In this lesson, students experiment with constructing triangles given 2 or 3 side lengths. They start by working with cardboard strips and metal fasteners, as in the previous lesson. They discover that there are some combinations of lengths that do not make a triangle. Then students move toward using a ruler and compass, seeing that it recreates the functionality of the cardboard strips and metal fasteners more efficiently. The purpose of this transition is to help students move toward a mental understanding that does not depend on physical objects, helping them work toward the understanding that in a triangle the sum of any two sides must be greater than the other side.
When students use repeated reasoning with specific cases to formulate a general rule about which side lengths are possible for triangles, they engage in MP8.
- Explain (in writing) how to use circles to locate the point where the sides of a triangle with known side lengths should meet.
- Use manipulatives to justify when it is not possible to make a triangle with three given side lengths.
- Use manipulatives to show that there is a minimum and maximum length the third side of a triangle could be, given the other two side lengths.

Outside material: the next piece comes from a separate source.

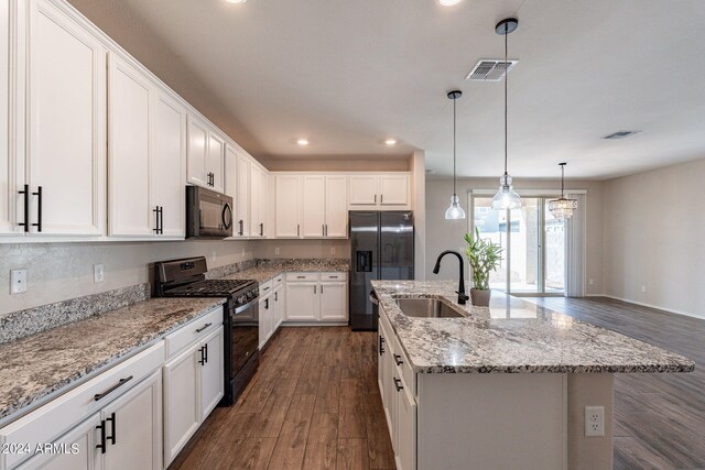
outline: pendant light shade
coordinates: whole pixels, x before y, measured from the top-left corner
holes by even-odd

Let’s build more triangles.
Print the Swinging the Sides Around blackline master. Prepare 1 copy for every 2 students.
Students will also need the cardboard strips and metal paper fasteners from the previous lesson, as well as access to geometry toolkits and compasses.
Note: If using the digital version of every activity, these supplies will not be needed.
- I can reason about a figure with an unknown angle.
- I can show whether or not 3 side lengths will make a triangle.